Tag: Parkinson's

Up ENDing Parkinsons

· 1 Comment ·

The number of exercise programs / options targeting Parkinson’s continues to grow. Recently, “Up ENDing Parkinsons” made its Charlotte debut. This is rock climbing for people with Parkinson’s Disease (PD). You read that right! Well, I assume you read it right. I really have no way of actually knowing what you thought you read.

But, yes! Rock climbing for Parkies! This seemed like the perfect fit for me. I spent a lot of time during my twenties and very late teen years wandering northern Colorado, looking for rock formations to scale. So, about three months ago, I decided to try Up ENDing Parkinson’s.

Charlotte is not exactly known for cliffs, so this is actually an indoor, human-made climbing wall. Several such walls, even. And this is REAL climbing. With ropes and harnesses. I never bothered with such equipment when scrambling up remote rock formations in my foolhardy days of yore. On some of the climbing ‘routes’ they connect your rope to a machine that prevents you from plummeting if/when you lose your grip. On the rest, they connect your rope to a human “belayer” who stays on the ground while you climb. I imagine that if you fall, the belayer would be catapulted into the ceiling, though I haven’t seen that happen (yet).

I was amazed at my lack of energy and my overall weakness. However, I was assured by several people that it’s normal for folks to feel that way in the first session, and that most folks get past that quite quickly. I went back a week later, but actually felt weaker during that second session. I had planned to go again the following week, but decided I needed to use that time to finish plotting my Maryland trip. Then I was in Maryland for about two weeks ago. Then I started having, ummm, issues with the Vyalev pump. I’ll address that in my next post. For now, I continue to believe in Up ENDing Parkinsons, and intend to go back soon.

I am not dead.

· Leave a comment ·

The rumors of my death have been greatly exaggerated. That is, *if* there have been any rumors of my death. Yes, I got back from Maryland safely, and no, I have not completely clawed my keyboard apart.

None of my future travels are even in the planning stages yet. But, for several reasons, I’m thinking my next few trips will be to states that are within easy driving distance of Charlotte. That would mean road trips to Tennessee, West Virginia, and Regular Virginia. Maybe even Georgia and Kentucky.

After that, I may focus on states that are small enough to use a single hotel as a field HQ. I do get tired of having to tear down and build up my travelling pharmacy. This would prioritize Connecticut, New Hampshire (maybe), Rhode Island, Delaware, New Joisey, and New York City. I plan on doing NYC as its own trip, separate from upstate New York.

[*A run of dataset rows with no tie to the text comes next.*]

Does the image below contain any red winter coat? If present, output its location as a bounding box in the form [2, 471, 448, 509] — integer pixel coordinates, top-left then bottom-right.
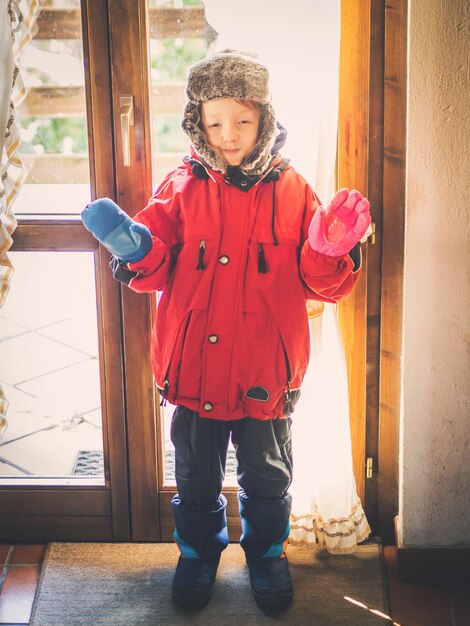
[125, 159, 360, 420]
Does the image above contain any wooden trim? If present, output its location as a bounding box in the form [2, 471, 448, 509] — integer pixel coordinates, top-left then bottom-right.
[377, 0, 407, 544]
[337, 0, 370, 502]
[397, 546, 470, 583]
[81, 0, 131, 541]
[364, 0, 385, 530]
[108, 0, 160, 541]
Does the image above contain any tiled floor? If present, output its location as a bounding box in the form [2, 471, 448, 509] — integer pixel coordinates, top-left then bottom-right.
[0, 544, 470, 626]
[0, 252, 182, 478]
[0, 252, 103, 477]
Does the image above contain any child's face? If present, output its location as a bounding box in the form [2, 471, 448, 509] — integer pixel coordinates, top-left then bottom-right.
[201, 98, 260, 165]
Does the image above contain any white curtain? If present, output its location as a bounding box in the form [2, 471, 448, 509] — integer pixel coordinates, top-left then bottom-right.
[204, 0, 370, 554]
[0, 0, 42, 437]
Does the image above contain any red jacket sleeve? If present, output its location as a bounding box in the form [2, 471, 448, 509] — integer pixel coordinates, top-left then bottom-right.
[128, 170, 182, 293]
[300, 185, 361, 302]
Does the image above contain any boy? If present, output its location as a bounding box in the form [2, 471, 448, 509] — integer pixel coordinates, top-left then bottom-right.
[82, 50, 370, 607]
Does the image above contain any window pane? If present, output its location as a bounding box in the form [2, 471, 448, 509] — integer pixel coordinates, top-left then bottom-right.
[15, 0, 90, 215]
[149, 0, 207, 186]
[0, 252, 104, 483]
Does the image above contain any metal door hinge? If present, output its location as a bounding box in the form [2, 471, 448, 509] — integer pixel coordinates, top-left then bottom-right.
[369, 222, 375, 245]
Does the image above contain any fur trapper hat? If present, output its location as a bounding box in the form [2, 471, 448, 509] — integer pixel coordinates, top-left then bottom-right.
[182, 50, 277, 177]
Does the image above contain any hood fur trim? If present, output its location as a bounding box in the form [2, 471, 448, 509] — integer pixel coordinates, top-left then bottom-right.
[182, 50, 277, 177]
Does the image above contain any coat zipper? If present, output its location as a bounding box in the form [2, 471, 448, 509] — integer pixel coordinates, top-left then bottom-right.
[196, 239, 206, 270]
[281, 337, 294, 415]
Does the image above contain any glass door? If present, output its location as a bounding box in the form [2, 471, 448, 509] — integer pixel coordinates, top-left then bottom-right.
[0, 0, 131, 541]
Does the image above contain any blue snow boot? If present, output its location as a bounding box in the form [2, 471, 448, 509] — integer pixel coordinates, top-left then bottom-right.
[171, 554, 220, 609]
[238, 489, 294, 609]
[171, 495, 228, 608]
[246, 556, 294, 609]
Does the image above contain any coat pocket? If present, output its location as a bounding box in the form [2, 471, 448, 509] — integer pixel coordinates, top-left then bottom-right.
[157, 310, 193, 406]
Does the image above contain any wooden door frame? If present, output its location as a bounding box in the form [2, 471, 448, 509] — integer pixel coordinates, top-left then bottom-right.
[338, 0, 407, 544]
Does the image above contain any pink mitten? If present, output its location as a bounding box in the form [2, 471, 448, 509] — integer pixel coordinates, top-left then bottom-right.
[308, 189, 371, 257]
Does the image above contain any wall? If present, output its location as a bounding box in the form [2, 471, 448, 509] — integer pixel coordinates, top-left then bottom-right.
[399, 0, 470, 547]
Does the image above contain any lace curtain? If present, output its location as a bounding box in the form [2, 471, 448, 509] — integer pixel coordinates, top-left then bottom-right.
[0, 0, 42, 436]
[204, 0, 370, 554]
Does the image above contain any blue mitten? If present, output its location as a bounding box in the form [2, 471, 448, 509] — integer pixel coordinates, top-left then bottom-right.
[82, 198, 152, 263]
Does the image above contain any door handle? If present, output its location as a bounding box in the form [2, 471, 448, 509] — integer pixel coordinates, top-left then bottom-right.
[119, 96, 134, 167]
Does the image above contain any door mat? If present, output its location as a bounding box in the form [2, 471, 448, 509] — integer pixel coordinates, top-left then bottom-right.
[30, 543, 391, 626]
[72, 450, 104, 476]
[72, 450, 237, 482]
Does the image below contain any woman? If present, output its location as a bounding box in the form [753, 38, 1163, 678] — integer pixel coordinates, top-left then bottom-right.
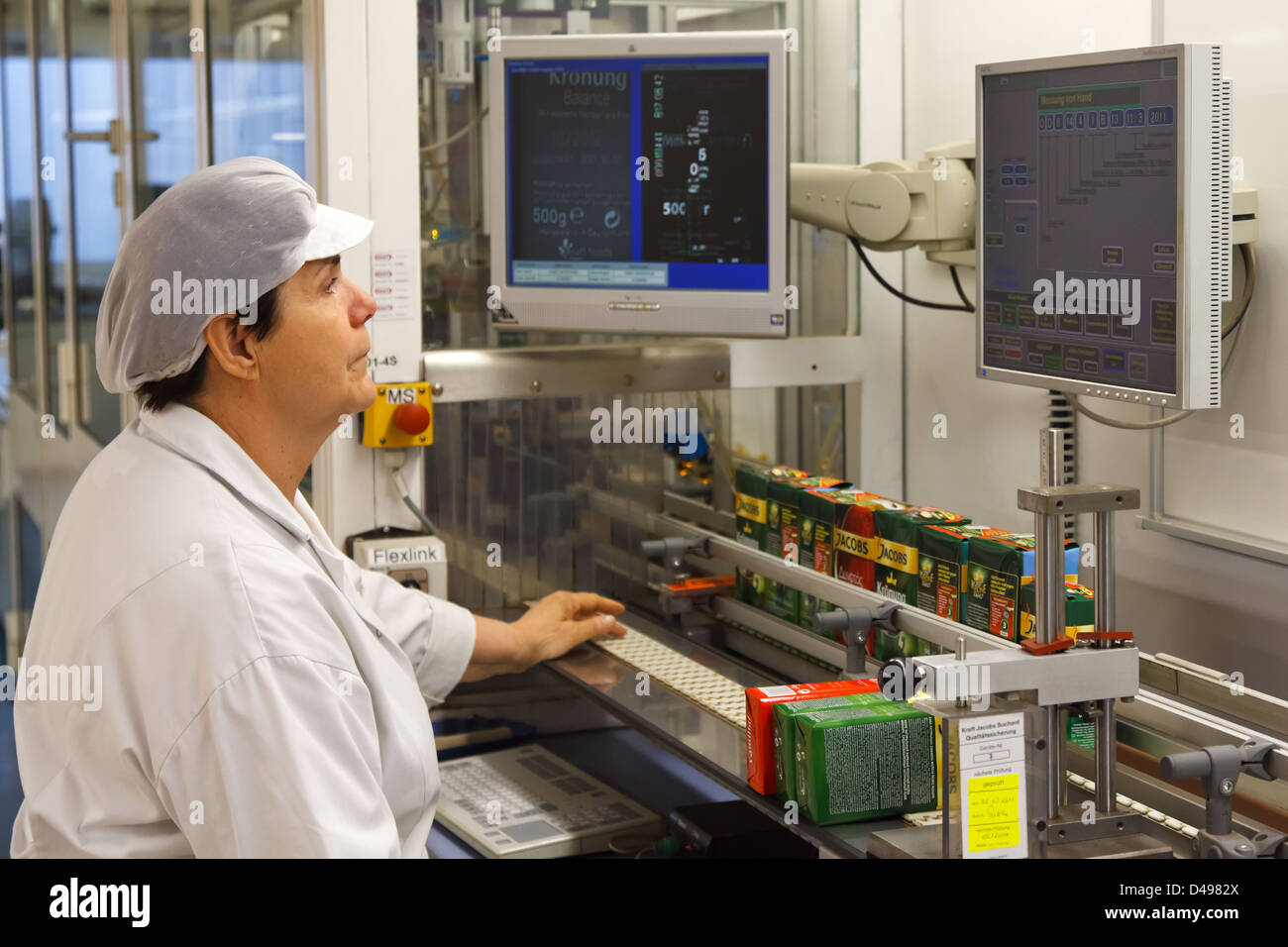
[12, 158, 625, 857]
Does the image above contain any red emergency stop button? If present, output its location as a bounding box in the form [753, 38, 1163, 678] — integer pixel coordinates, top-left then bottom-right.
[394, 403, 429, 434]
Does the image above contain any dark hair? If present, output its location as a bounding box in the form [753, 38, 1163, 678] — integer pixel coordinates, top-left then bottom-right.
[136, 286, 279, 411]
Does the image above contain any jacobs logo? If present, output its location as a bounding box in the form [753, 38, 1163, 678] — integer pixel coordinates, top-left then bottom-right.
[836, 530, 872, 559]
[877, 544, 909, 566]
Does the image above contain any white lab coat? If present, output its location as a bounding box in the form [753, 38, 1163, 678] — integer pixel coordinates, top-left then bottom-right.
[12, 404, 474, 857]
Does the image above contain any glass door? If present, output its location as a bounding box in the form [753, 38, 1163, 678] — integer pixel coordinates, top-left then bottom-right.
[63, 0, 124, 445]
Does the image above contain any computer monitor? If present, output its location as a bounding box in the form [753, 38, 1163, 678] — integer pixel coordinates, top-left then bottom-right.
[975, 44, 1231, 408]
[488, 33, 787, 336]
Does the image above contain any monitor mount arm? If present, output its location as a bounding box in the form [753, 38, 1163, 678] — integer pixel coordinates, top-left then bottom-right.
[790, 141, 975, 265]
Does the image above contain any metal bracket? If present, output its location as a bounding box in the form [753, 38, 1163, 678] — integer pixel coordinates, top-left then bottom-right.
[814, 600, 903, 677]
[1046, 811, 1150, 845]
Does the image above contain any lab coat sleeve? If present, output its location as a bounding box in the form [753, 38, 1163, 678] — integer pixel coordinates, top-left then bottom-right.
[344, 558, 476, 706]
[158, 655, 399, 858]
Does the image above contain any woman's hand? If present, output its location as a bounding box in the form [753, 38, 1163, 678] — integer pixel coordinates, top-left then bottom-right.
[461, 591, 626, 681]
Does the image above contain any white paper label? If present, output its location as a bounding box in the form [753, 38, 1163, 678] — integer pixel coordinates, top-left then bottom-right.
[371, 250, 416, 320]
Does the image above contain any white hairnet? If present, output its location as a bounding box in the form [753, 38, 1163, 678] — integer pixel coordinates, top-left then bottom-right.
[95, 158, 373, 394]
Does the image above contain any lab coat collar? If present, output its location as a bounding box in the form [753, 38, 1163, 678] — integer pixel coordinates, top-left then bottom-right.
[139, 402, 312, 543]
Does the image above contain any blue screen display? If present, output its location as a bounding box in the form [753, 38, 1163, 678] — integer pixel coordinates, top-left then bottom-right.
[505, 55, 769, 291]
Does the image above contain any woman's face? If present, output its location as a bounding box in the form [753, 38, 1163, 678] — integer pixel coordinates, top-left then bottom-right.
[259, 257, 376, 424]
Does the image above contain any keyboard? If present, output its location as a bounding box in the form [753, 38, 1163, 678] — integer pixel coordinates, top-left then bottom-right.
[435, 743, 665, 858]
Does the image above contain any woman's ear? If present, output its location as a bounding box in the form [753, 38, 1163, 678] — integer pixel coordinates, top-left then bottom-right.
[202, 313, 259, 381]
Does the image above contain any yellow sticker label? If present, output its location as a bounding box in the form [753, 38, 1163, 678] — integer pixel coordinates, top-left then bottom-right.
[876, 539, 917, 575]
[833, 530, 877, 559]
[966, 773, 1020, 852]
[738, 493, 769, 523]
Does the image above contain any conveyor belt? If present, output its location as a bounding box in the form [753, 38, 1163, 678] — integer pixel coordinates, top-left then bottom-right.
[595, 629, 747, 728]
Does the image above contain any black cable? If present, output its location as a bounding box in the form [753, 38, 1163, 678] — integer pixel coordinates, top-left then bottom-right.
[948, 266, 975, 312]
[1221, 244, 1257, 339]
[850, 237, 975, 312]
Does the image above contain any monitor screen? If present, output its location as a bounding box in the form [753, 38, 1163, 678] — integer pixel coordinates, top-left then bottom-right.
[505, 54, 770, 292]
[976, 58, 1181, 393]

In the meantime, I’m dealing with a significant issue in regard to the Parkinson’s pump therapy. I also recently started another (very) physical therapy activity. I will write about both of these in the coming weeks.

Parkinson’s Symptom: Excessive Sweating

· Leave a comment ·

The only thing I really want to say about this week’s symptom is: Bleah! Seriously, this one’s pretty straightforward, so I don’t have a lot to say about it.

I remember sweating more than usual for a while, early in my Parkinson’s career. It seems to have stopped happening some time ago, but I wasn’t keeping an eye on the sweat, so I couldn’t tell you which drug (or other treatment) fixed it, or when. Or maybe my body has just gotten used to the increased sweating. Should my couch cushions be sopping wet after I lie down for a five-minute nap?

This was the final symptom I wanted to review as part of Thymptom Thurthdayth. If you’d like me to address any other symptoms, let me know in the comments section below. Otherwise, Thymptom Thurthday is out on its ass. I’ll probably replace it with Medication Monday. That should last about a month. By then, I’ll have some more amazing photos to share, as I will soon be trippin’ across Utah.

Parkinson’s Symptom and Upcoming Travel

· Leave a comment ·

This week on Thymptom Thurthday, I’m talking about Dry Eye. But I’m not talking much about it, because it’s pretty straightforward.

I’ve seen Dry Eye referred to as a non-motor symptom of Parkinson’s Disease (PD). It’s caused by reduced blinking, which sounds more like a motor symptom to me. Either way, the solution for most folks is just to use lubricating eye drops. I experienced dry eye early on, and the eye drops worked for me. At some point, the problem went away. I can only guess that one of the PD drugs has returned my blinking to normal, but I really couldn’t tell ya which one. I still need the eye drops when I visit places with low humidity (e.g., Colorado), but while I’m here in Carolina, my eyes are wetter than my dog’s nose.

You may have noticed this blog has been a bit dead lately. Well, fear not! In another few weeks, this site will be flooded with Travel Reports, as I will be taking three trips in three months. These shall be:

August – Utah

September – New York City

October – Maryland

In the meantime, I still have more to say about the Vyalev pump, plus I plan to test and review TravelJohn!